Opinion
41878.
DECIDED NOVEMBER 3, 1966.
Action on note. Fulton Superior Court. Before Judge Whitman.
Harmon Thackston, Nolan B. Harmon, G. William Thackston, Jr., for appellant.
Nall, Miller, Cadenhead Dennis, Theodore G. Frankel, Gerald A. Friedlander, Clarence C. Calhoun, Jr., for appellees.
This court in its previous opinion deplored the confusion, if not conflict, in judicial precedents deciding whether a contract in dispute was one of suretyship or guaranty. National Acceptance Co. v. Fulton Nat. Bank, 113 Ga. App. 517, 518 ( 148 S.E.2d 907). We relied upon the language of the Supreme Court in Greenwold Grift Co. v. Durham, 191 Ga. 586 ( 13 S.E.2d 346), wherein it stated: "An undertaking by which one induces the subsequent furnishing of goods to a third person . . . has been recognized as an independent contract of guaranty and not of suretyship. . . ." The Supreme Court now holds that in order to create a contract of guaranty there must be a "new, separate and independent consideration" flowing directly to the promisor.

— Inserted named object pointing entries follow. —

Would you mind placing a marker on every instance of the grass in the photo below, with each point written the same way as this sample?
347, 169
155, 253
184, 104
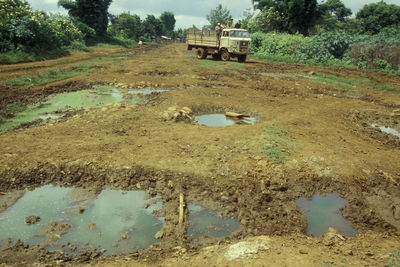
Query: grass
10, 110
276, 144
348, 83
58, 74
332, 80
278, 76
345, 83
233, 64
52, 75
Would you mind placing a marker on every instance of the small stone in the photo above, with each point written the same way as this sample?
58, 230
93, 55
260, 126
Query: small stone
92, 226
302, 251
32, 219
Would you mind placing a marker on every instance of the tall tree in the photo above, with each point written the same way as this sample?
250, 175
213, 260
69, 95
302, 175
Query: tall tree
126, 25
298, 15
336, 8
218, 15
168, 21
93, 13
376, 16
152, 26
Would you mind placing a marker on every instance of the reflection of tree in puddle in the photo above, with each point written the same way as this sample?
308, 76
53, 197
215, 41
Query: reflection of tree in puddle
324, 212
117, 218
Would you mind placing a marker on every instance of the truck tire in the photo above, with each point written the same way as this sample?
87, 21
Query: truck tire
242, 58
201, 53
225, 55
216, 56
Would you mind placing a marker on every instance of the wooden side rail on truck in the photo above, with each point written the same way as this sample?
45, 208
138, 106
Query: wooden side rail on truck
198, 38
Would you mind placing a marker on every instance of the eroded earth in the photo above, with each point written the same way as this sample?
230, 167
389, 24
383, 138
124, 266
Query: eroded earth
315, 134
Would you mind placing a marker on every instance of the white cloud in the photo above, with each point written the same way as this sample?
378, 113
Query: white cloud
186, 12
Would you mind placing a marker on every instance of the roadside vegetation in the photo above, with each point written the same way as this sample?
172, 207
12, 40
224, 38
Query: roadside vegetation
28, 35
327, 35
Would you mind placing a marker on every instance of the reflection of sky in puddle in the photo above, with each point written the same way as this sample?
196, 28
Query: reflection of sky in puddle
115, 213
220, 120
323, 212
203, 223
147, 91
100, 96
387, 130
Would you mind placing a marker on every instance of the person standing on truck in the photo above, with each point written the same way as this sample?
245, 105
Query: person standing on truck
230, 23
218, 30
238, 25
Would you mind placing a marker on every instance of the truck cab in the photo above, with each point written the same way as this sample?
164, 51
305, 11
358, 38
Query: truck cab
232, 43
237, 41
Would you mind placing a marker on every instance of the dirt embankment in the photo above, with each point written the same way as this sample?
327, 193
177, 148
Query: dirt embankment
329, 146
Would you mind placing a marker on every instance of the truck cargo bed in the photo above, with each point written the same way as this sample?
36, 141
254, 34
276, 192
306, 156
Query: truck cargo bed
198, 38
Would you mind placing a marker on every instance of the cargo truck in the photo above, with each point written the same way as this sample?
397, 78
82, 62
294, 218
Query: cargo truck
233, 43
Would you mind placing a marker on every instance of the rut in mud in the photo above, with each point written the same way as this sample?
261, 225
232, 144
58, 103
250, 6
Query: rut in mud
306, 137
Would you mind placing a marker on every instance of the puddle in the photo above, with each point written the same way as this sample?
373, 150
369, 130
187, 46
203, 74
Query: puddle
220, 120
98, 97
203, 223
323, 212
147, 91
115, 220
387, 130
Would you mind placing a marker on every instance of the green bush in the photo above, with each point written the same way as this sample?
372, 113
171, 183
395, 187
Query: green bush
380, 51
273, 44
27, 35
326, 46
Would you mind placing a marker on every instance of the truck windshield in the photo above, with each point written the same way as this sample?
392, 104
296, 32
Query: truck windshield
244, 34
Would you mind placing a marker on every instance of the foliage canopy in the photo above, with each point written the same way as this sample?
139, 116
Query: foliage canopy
93, 13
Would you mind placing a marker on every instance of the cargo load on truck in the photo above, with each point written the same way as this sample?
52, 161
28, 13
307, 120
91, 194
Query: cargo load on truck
232, 43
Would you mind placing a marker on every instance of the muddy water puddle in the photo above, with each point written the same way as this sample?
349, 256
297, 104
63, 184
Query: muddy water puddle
323, 212
220, 120
147, 91
57, 105
204, 223
386, 129
114, 221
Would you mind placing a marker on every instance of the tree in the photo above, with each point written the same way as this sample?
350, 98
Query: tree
218, 15
374, 17
297, 15
335, 8
168, 21
126, 25
152, 26
93, 13
266, 21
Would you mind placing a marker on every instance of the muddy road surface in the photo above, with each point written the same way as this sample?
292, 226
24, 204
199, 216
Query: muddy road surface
315, 131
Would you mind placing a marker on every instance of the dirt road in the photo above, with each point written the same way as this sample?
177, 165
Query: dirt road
325, 119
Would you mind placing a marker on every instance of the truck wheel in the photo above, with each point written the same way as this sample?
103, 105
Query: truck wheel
216, 56
201, 53
242, 58
225, 56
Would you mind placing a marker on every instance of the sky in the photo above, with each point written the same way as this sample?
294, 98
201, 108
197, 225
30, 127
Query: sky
186, 12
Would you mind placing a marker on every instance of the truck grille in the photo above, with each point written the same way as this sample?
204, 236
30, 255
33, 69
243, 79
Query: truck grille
243, 46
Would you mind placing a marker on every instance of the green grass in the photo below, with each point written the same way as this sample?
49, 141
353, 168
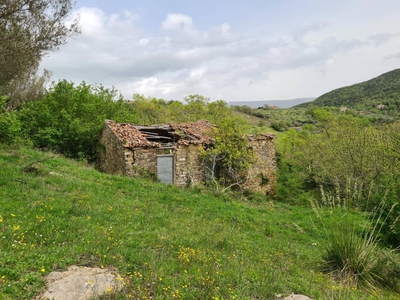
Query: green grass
167, 242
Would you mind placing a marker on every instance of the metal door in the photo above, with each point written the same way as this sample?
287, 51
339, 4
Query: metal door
165, 168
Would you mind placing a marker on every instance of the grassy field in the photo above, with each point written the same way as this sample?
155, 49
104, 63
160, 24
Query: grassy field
166, 242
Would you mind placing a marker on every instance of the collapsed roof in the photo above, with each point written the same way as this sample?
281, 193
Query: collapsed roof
156, 136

Our judgment in this case having been reversed by the Supreme Court in Wolkin v. National Acceptance Co., 222 Ga. 487 ( 150 S.E.2d 831), we hereby vacate our judgment and enter another affirming the judgment of the trial court for the reasons stated by the Supreme Court in its opinion.
Judgment affirmed. Nichols, P. J., and Deen, J., concur.